Hospitals and health systems absorb the most practical risk under this model. If a new AI tool ships without FDA premarket review, the institution deploying it becomes a more active participant in its validation. The petition's requirement for facility-level training programs and qualified end users puts real operational expectations on health system IT, clinical informatics, and radiology leadership.

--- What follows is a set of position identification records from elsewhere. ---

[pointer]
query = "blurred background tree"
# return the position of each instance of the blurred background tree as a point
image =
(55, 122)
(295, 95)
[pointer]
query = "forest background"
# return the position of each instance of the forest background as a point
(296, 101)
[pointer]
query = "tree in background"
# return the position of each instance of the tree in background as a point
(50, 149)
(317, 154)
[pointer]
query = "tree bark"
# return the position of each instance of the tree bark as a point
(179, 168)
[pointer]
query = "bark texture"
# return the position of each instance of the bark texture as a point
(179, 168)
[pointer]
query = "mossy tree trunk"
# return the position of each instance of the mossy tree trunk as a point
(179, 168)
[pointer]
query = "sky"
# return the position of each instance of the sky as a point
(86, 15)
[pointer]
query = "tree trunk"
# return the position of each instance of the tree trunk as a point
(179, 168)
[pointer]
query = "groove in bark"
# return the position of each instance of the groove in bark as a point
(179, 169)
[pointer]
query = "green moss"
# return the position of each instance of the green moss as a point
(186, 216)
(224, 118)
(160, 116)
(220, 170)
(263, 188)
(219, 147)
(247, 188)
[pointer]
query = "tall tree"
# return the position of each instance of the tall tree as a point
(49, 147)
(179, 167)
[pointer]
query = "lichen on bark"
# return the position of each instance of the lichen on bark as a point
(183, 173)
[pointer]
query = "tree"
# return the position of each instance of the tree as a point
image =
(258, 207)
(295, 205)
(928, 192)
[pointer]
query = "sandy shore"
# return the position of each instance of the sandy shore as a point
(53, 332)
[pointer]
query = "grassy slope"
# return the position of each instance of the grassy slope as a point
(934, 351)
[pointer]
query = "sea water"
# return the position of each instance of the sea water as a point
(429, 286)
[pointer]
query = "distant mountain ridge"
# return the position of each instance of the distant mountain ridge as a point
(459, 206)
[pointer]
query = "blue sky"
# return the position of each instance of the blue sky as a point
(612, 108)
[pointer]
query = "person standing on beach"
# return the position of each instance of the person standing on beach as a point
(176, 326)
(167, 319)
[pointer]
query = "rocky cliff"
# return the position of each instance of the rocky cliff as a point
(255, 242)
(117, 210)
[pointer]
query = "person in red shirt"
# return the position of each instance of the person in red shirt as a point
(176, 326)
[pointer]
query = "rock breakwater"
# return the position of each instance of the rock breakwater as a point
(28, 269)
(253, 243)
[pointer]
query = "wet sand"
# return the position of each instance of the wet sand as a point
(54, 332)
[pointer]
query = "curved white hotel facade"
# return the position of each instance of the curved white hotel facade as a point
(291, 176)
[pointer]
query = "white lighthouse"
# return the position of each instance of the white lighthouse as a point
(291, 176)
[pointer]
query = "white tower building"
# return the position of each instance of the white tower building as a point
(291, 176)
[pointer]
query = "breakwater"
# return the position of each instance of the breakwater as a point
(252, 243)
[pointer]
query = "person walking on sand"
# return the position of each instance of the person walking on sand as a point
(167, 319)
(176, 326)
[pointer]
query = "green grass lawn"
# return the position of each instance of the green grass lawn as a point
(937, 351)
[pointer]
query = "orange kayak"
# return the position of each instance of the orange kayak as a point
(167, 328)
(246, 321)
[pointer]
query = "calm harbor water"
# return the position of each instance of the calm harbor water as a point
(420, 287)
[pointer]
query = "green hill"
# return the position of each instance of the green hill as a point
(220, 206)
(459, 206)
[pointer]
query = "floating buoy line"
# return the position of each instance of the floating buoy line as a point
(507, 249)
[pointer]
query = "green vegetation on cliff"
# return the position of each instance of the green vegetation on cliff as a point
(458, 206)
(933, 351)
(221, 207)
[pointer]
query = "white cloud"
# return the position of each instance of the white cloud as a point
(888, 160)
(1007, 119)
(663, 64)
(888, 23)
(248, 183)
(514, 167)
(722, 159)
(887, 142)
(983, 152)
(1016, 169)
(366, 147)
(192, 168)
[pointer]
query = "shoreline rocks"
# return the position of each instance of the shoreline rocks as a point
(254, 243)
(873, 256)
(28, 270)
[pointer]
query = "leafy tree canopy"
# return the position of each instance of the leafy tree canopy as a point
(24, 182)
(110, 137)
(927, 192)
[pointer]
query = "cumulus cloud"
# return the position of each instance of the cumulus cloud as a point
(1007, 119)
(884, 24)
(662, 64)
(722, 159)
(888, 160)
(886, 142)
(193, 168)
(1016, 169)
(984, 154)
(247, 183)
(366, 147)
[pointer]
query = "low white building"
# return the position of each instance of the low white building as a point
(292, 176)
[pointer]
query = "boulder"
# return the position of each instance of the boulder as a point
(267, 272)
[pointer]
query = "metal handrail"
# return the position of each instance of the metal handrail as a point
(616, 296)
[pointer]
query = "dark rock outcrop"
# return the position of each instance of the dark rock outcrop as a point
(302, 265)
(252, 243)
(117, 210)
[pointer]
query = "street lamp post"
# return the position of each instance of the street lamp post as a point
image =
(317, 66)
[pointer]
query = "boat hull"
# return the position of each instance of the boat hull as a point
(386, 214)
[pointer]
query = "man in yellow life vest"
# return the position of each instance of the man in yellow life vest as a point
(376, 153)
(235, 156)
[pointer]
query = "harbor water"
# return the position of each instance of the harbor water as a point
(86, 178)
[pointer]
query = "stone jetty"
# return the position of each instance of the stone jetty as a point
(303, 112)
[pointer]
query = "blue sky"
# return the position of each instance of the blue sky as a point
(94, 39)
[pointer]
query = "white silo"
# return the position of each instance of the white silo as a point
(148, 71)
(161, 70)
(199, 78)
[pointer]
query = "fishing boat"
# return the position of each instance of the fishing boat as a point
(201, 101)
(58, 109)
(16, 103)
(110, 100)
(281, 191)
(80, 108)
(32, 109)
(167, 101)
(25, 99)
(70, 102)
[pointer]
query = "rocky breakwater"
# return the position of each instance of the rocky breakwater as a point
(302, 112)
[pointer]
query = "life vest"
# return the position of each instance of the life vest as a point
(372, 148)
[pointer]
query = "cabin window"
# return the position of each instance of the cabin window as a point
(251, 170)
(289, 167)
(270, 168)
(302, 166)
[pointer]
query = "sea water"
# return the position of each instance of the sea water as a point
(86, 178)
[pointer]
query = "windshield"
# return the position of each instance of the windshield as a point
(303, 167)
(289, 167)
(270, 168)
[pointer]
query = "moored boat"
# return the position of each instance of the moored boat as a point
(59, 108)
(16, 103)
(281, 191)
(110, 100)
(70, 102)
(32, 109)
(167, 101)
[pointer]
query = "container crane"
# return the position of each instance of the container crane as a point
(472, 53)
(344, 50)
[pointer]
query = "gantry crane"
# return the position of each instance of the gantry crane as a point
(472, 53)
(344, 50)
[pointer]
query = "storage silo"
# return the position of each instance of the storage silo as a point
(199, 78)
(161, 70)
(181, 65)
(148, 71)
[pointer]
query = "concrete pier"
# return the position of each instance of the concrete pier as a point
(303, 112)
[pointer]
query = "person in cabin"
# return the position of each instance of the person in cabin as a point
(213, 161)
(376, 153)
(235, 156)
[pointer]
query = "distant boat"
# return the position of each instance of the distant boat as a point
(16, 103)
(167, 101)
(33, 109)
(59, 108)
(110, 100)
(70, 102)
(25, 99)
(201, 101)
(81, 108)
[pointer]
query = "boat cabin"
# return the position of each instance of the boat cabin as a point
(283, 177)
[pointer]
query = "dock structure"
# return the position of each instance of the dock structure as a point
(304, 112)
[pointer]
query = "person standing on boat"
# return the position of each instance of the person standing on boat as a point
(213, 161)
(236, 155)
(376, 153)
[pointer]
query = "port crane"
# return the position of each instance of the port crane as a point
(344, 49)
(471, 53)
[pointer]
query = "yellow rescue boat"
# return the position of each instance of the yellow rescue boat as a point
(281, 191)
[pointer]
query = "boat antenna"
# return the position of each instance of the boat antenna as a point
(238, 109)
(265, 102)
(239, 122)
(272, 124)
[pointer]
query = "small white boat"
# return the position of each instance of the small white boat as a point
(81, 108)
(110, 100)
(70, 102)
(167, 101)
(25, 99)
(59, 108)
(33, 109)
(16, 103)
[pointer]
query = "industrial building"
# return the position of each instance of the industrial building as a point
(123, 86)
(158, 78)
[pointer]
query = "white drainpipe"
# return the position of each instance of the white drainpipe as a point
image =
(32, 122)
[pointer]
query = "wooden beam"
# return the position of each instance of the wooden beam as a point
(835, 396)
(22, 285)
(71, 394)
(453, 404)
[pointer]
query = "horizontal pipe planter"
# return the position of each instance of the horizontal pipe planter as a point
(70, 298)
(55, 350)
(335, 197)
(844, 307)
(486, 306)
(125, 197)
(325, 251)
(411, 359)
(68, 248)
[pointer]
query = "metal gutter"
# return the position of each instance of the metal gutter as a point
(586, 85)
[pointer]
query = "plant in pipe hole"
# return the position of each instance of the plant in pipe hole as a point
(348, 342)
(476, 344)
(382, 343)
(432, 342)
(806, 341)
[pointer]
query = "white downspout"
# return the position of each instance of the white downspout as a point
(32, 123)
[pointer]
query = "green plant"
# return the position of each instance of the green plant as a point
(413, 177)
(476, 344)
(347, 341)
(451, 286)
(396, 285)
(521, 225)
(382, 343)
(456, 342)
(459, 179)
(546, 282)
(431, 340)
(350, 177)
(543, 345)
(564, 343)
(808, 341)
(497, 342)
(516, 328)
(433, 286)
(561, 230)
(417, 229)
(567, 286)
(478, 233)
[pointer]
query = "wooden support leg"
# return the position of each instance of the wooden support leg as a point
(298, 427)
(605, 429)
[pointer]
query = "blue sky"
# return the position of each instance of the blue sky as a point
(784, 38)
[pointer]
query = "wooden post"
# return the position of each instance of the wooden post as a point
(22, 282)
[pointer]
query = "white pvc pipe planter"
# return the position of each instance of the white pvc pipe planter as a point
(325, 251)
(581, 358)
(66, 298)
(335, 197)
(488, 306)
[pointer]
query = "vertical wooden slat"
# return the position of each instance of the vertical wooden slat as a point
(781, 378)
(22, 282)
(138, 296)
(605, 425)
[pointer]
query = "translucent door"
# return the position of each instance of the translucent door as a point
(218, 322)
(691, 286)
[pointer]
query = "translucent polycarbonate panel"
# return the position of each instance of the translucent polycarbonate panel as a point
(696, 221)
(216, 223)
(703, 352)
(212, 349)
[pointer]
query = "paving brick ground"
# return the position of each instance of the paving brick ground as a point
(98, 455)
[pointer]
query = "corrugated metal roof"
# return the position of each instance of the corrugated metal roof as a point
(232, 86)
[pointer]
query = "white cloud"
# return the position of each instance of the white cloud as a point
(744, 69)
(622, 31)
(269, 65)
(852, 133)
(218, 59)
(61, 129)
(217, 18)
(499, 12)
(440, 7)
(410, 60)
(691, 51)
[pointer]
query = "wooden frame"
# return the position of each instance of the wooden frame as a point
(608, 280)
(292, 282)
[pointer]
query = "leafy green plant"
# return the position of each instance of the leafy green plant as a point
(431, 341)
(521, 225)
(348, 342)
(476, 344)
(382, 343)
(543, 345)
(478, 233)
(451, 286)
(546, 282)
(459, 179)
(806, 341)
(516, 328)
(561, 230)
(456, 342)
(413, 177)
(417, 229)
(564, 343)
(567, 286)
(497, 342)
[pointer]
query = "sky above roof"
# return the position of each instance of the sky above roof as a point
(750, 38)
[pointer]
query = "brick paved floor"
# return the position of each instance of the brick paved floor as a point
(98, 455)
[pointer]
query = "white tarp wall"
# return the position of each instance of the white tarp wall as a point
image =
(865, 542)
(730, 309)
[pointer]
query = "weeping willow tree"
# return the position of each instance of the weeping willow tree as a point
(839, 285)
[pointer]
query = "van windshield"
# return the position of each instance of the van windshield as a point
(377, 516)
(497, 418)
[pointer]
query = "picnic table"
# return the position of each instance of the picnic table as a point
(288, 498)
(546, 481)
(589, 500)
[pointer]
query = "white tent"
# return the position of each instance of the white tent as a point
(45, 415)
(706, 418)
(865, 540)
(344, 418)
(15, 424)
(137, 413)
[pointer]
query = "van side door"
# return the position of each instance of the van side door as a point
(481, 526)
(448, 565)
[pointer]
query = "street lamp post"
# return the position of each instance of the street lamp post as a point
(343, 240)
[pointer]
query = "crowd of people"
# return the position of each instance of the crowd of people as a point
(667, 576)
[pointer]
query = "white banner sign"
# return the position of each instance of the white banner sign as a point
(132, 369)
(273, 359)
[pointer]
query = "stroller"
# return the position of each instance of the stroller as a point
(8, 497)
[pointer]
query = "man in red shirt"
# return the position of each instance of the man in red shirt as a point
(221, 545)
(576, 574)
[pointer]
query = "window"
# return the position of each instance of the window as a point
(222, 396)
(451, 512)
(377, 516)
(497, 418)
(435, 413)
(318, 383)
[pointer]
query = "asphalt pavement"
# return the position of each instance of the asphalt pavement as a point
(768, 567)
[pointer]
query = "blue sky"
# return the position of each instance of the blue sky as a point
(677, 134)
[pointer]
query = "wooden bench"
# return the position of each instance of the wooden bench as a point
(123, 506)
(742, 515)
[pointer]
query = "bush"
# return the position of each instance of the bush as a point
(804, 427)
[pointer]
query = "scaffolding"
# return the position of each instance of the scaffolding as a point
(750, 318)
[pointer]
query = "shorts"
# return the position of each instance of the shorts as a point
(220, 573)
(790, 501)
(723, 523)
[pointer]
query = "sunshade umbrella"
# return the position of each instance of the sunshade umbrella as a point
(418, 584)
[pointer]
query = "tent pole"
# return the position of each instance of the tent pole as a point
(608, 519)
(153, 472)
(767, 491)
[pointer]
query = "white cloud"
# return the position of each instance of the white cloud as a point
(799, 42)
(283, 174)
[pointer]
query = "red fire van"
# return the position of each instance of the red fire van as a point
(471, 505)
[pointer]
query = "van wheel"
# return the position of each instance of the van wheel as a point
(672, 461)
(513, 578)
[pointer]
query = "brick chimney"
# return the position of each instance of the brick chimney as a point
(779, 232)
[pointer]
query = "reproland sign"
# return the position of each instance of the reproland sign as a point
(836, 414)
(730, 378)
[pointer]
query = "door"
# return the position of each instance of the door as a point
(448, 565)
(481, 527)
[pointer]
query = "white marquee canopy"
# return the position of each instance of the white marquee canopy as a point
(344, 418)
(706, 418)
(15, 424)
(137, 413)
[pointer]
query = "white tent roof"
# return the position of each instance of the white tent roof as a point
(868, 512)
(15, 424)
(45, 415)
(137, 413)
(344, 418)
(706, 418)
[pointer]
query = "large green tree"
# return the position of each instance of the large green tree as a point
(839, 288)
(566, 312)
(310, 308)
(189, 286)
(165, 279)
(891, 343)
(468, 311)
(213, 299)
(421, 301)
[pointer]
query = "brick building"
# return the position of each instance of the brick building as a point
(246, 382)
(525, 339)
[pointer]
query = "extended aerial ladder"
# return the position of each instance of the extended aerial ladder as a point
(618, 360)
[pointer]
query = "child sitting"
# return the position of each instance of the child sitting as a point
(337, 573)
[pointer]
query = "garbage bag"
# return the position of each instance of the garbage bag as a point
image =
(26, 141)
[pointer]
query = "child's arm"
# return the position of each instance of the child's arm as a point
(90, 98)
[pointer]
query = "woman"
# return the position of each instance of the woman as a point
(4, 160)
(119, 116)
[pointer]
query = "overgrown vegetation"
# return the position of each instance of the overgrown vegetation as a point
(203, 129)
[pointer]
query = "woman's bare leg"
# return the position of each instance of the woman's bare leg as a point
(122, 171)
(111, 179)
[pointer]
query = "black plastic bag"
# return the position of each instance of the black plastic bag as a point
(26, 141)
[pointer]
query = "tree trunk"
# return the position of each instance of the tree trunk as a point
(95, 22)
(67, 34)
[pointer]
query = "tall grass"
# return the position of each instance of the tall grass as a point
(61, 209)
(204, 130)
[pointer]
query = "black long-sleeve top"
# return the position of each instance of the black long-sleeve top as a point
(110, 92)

For large academic medical centers with mature AI governance programs, this is manageable. They already have vendor evaluation processes, shadow-deployment protocols, and radiologist oversight workflows. For smaller community hospitals or rural health systems — where AI tools are arguably most needed and radiologist coverage is thinnest — the institutional capacity to catch AI errors may be far more limited.

This is not a hypothetical. Many of the settings where radiology AI creates the most value are exactly the settings least equipped to serve as a substitute for FDA review.

For Patients

Patients get faster access to tools that, on average, perform well. They also carry more of the risk if those tools don't. The 510(k) process, flawed as it is, functions as a documented accountability checkpoint. When a device clears premarket review, there is a paper trail: the predicate device, the test data, the labeling review, the FDA's own assessment.

Under the proposed exemption, that trail starts later — after deployment, through post-market surveillance. If a tool is biased toward one patient population, underperforms on a specific imaging protocol, or misses a class of finding at a higher rate than disclosed, the detection mechanism is now a combination of manufacturer self-reporting, facility-level tracking, and adverse event submissions. History with self-reported post-market surveillance across medical devices is not uniformly encouraging.

Patients don't get a say in which AI tools their hospital deploys. They rarely know these tools exist. Making informed consent or patient notification a meaningful part of AI deployment — not just a line in a training program description — is something the petition does not address, and the FDA should.

The Likely Outcome

The political and regulatory environment in early 2026 tilts toward approval. The Trump administration has promised to reduce the barriers between health AI developers and patients. The petition is legally grounded, narrowly scoped to a specific device class, and not without precedent — the FDA has used partial exemption authority before. Publication in the Federal Register itself signals the agency views the request as credible.

That does not mean approval is certain. The RSNA's strong opposition, the ACR's patient-safety framing, and public pressure from groups like the Patient Alliance for Safe Imaging give the FDA political cover to add conditions, narrow the eligible device types, or require more rigorous surveillance commitments before granting the exemption.

The most likely outcome is a modified approval: exemption granted, but with stronger post-market monitoring requirements than currently proposed, explicit enforcement mechanisms, and possibly a phased rollout that lets the FDA observe how the framework performs before opening it to the full CAD device category.

The gate is probably going to open. The question is how wide, and who's watching on the other side.